I’m super happy with how it turned out, and I’m really glad I stuck with this piece for so long and rebooted it halfway. Throwing out work isn’t easy, but it’s almost always worth it. I started this back in November-ish and picked at it for a few months and rebooted it at least once.
Let’s go back in time to the earliest WIP I have for this piece:
I feel like I began with a pretty decent idea of what I wanted it to be, but I struggled to get her face right. Left entirely to my own devices, I draw pretty cartoonish faces. I’m trying to stop doing that so much.
Come to think of it, she looked like Barbie here – which wasn’t a terrible thing (Barbie was a beloved part of my childhood, after all 🙂 ) but it wasn’t the look I wanted for Magik.
Once I recognized I wasn’t happy with her face, I did a few <20 min sketches to explore alternatives. This is a good exercise whenever I’m stuck on something or not liking what I’ve got.
I first duplicate the layer I’m working on, which saves the original and gives me a safe “sandbox” in which to experiment. Here are some of the new heads I tried:
The last one in this sequence felt right, so I went with it.
But something was still bugging me. The arm-and-glowing-pentagram thing was something I sketched on a whim during the early stages of the painting but after looking at it for a few hours, I started to feel like it was “one thing too many” and I felt like it was distracting from her face. So I took it out, and lowered her arm to sit under her sword blade. All at once, her face seemed free and more like the focus of the top part of the painting, like I wanted.
Feeling a bit in need of inspiration, I searched deviantart and comicvine for fresh ideas. I found a few artworks featuring Magik with a blue sword and some cool armor variations. This practice of seeking fresh reference halfway through a painting helps me consider things I hadn’t thought to try yet. In this case: changing the sword to blue.
This WIP was taken shortly after I tried lowering her arm and changing the sword’s glow to blue. I immediately felt like this was a much stronger direction for the painting: the color contrast was eye-catching against all the red. The texture in the background added more interest without busying it up too much for my liking.
At this point, I felt like I knew where I wanted the composition and colors to go and all that was left was to finish the painting, a process which took another ~4 hours of detail work and refinement.

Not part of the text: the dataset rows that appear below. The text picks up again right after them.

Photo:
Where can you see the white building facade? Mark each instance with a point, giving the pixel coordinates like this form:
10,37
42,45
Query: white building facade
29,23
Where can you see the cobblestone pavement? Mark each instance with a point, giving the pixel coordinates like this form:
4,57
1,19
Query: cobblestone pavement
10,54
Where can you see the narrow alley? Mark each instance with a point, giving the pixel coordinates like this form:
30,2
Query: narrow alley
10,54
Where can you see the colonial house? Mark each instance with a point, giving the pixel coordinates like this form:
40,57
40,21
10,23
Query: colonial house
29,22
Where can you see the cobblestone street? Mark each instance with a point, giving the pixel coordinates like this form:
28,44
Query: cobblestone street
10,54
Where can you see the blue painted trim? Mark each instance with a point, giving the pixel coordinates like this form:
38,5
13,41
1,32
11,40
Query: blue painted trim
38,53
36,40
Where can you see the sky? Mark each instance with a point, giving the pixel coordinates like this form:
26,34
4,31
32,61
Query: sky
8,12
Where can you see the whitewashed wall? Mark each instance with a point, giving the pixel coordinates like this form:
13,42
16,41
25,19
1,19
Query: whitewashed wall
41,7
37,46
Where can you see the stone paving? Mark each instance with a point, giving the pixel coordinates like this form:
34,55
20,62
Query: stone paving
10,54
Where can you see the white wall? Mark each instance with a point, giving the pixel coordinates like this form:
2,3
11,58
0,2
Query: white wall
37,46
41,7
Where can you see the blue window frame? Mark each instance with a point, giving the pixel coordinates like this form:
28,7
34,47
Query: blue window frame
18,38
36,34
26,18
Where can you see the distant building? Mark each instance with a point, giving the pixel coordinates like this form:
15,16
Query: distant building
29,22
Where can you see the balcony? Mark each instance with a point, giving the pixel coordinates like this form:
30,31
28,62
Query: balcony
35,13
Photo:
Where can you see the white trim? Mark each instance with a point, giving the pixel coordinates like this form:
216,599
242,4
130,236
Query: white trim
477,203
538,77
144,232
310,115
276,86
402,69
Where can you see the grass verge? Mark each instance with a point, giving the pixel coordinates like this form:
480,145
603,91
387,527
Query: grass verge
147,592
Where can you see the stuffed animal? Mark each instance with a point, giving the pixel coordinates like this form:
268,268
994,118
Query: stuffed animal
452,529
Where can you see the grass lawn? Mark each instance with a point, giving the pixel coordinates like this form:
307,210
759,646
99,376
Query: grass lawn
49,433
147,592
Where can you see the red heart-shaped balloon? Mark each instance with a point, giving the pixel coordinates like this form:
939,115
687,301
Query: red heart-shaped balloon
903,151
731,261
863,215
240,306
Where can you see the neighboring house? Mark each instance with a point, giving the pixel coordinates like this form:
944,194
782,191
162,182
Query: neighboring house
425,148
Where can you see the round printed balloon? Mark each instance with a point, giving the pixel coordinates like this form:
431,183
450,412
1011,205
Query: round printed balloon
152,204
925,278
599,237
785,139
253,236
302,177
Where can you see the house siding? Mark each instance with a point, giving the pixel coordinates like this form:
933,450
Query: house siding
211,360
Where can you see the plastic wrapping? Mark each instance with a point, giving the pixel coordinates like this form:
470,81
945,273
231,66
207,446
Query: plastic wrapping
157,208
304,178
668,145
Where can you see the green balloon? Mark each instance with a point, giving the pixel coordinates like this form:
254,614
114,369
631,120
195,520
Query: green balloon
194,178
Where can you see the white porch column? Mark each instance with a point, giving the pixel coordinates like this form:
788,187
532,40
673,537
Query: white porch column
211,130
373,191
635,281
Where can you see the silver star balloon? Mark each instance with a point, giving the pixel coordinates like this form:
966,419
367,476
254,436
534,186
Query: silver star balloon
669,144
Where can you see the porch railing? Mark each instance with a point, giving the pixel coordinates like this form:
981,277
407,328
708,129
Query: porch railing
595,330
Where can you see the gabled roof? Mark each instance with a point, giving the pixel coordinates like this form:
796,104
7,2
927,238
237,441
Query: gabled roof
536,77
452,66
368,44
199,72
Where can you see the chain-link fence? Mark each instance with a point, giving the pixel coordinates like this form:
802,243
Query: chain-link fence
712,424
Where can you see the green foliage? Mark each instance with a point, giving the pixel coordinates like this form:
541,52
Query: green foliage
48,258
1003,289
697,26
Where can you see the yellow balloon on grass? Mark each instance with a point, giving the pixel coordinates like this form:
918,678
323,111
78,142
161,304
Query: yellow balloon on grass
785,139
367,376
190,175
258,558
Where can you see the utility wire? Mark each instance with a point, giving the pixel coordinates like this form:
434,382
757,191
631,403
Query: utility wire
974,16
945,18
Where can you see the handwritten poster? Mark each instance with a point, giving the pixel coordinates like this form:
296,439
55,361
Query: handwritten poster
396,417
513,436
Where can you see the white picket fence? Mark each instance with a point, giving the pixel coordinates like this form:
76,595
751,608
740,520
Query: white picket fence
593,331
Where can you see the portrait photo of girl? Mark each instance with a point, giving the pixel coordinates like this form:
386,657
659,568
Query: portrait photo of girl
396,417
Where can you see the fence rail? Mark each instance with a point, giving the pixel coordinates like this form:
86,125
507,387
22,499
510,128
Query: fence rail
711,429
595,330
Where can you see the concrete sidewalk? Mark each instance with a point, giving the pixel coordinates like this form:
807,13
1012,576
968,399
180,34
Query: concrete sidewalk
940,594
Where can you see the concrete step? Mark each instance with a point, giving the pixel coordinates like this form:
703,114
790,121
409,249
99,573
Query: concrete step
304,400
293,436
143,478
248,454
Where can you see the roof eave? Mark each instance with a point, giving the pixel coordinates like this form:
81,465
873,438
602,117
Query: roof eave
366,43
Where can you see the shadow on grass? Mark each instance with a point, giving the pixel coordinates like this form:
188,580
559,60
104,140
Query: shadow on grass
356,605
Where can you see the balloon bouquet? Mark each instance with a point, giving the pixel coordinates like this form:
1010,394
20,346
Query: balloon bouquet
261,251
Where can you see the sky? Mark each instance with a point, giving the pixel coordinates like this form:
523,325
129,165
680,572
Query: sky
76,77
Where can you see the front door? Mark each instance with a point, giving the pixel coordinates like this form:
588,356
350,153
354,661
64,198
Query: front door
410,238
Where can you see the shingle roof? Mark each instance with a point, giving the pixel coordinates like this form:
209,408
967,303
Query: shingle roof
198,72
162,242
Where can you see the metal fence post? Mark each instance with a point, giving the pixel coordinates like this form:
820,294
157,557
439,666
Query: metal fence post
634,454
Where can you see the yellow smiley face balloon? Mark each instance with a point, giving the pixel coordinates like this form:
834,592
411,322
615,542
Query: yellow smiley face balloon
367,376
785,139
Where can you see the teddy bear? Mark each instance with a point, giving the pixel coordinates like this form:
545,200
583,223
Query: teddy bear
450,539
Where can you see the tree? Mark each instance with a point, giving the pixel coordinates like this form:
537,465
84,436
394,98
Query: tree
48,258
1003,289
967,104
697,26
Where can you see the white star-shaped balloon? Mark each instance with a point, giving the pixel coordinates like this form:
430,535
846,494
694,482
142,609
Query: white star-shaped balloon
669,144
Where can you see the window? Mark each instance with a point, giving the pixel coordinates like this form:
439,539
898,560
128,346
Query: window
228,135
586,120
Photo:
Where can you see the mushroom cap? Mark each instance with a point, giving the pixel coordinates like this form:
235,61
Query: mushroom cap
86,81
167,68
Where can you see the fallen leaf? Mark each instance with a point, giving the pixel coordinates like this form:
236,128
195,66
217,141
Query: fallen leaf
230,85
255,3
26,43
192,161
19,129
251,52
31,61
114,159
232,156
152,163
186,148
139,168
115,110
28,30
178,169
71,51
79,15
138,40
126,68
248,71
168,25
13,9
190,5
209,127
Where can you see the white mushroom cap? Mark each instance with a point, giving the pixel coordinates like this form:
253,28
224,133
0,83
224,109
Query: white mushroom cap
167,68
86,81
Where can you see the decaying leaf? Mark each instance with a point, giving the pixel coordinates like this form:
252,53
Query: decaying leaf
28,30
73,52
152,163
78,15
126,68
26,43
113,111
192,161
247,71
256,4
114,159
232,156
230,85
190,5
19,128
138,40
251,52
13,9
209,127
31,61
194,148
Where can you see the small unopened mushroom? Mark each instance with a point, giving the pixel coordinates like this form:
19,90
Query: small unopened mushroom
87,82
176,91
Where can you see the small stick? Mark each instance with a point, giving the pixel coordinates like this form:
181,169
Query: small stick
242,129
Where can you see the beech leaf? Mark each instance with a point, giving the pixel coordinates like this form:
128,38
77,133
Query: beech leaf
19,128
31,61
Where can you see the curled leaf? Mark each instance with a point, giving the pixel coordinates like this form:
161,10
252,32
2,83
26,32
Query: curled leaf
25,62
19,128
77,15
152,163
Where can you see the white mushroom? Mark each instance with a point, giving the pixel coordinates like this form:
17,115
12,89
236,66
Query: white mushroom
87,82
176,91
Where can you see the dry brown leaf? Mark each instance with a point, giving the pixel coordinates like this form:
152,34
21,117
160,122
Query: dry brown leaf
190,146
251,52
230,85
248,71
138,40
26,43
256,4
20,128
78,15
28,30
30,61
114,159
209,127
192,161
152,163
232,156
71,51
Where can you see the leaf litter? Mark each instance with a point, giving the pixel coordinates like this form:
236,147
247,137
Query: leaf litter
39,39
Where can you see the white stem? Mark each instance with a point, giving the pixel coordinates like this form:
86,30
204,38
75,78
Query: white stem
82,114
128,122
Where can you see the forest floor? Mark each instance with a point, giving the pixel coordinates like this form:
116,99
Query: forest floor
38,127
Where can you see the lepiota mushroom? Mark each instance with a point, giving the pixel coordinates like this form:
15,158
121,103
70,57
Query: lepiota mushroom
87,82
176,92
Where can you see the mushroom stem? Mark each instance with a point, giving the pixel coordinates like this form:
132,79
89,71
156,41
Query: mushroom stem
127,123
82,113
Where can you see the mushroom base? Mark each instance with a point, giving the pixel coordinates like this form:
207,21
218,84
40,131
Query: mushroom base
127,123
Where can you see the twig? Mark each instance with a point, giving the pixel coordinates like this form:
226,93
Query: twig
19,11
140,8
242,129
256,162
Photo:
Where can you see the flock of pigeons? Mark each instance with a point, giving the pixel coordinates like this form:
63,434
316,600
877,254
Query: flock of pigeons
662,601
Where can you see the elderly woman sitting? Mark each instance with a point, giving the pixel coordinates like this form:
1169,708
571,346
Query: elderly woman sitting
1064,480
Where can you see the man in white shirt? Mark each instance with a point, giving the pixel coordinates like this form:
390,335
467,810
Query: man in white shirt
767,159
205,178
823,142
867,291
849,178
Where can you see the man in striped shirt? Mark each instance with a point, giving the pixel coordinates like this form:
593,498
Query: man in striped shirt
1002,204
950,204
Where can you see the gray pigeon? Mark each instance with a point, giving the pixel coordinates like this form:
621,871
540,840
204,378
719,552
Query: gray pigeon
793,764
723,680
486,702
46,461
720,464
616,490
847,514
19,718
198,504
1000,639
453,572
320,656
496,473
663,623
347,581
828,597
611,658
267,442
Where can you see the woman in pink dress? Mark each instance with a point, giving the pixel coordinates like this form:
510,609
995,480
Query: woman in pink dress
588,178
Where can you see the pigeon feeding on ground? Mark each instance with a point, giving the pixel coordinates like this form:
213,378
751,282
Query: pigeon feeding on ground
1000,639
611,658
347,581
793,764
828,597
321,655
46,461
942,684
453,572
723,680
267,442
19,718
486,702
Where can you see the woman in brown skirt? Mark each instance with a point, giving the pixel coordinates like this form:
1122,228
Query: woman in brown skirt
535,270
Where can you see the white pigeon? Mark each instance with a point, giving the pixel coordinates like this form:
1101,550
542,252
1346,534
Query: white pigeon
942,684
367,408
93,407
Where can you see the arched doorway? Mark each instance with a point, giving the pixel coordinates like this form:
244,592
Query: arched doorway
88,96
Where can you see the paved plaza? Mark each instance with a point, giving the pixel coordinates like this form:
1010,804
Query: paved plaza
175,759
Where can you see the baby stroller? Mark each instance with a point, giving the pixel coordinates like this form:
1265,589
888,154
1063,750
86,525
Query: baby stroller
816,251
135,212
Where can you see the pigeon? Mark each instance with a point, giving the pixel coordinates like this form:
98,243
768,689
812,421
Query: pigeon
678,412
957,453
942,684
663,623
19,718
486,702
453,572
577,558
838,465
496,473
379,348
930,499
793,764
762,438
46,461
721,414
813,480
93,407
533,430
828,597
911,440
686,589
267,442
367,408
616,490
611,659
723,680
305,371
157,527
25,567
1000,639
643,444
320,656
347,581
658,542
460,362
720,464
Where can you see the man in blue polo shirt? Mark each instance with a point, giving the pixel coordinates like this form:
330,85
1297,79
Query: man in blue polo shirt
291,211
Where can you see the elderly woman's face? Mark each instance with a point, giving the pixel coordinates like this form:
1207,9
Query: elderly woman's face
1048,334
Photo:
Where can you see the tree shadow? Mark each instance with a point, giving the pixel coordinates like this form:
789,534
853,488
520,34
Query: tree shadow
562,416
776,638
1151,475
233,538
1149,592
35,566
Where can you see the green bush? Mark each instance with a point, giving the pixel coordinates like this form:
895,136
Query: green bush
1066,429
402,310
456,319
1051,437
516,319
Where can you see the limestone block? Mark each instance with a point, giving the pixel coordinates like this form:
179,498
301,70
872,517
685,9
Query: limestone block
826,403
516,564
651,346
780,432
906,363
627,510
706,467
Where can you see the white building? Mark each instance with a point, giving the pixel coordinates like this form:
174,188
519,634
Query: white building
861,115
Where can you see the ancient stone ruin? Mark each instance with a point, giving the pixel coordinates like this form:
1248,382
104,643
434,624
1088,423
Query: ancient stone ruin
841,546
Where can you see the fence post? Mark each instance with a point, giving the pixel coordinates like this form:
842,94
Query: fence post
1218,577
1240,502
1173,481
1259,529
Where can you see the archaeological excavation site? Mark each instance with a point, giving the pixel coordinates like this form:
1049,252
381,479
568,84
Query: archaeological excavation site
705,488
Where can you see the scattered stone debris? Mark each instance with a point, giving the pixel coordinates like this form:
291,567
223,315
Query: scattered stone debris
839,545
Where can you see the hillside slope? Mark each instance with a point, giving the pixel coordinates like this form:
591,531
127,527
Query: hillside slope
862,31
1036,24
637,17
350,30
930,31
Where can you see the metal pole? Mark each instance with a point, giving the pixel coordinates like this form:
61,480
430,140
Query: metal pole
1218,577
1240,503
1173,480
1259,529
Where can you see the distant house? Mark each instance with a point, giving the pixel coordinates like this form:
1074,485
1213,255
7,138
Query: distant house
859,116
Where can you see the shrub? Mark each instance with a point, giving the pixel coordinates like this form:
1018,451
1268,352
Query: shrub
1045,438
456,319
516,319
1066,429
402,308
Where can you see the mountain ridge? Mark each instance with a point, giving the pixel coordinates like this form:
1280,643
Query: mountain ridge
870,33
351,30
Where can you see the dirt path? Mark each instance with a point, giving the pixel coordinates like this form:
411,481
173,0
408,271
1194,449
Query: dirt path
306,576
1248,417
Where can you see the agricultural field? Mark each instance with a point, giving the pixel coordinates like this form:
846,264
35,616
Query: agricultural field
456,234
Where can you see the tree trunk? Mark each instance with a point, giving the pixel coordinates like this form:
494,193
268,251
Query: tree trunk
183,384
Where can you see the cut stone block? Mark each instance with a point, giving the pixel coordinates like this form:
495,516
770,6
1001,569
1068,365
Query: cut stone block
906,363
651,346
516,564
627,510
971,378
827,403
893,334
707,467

This painting was originally all on one layer, which I usually prefer but in this case it turned out to be an annoyance when I wanted to texture just the background and when I wanted to add the sword effects. Using the magic wand tool I was able to quickly and roughly separate components onto their own layers, eventually ending up with this arrangement:
I did this separation early enough in the process to be working with rough art, not “final” art, so it didn’t matter that things came over with jagged edges and missing parts. I just cleaned up the edges as a natural part of refining the overall painting.
As for brushes, I did everything with these two default Photoshop brushes. The top one is most like an airbrush and is good for getting smooth, delicate skin and soft shadows. The bottom one is much more solid and responds to tablet pressure sensitivity by fading in/out as you vary pressure on the tablet pen. I wish I knew more about fancy Photoshop brush effects, but these two are pretty good at meeting my needs.
This painting was a lot of trial and error for me, but I think the effort was worth it. I wanted to scrap it at numerous points, but instead, I experimented on it.
When you don’t really care about a half-finished painting anymore and want to scrap it, what’s there to lose by going in and messing around with it? Kill some “sacred cows” – throw half of it out by cropping the canvas, or add a texture, or change the pose of some of the character’s limbs, or change the color palette, or try a different facial pose – it might just make it better.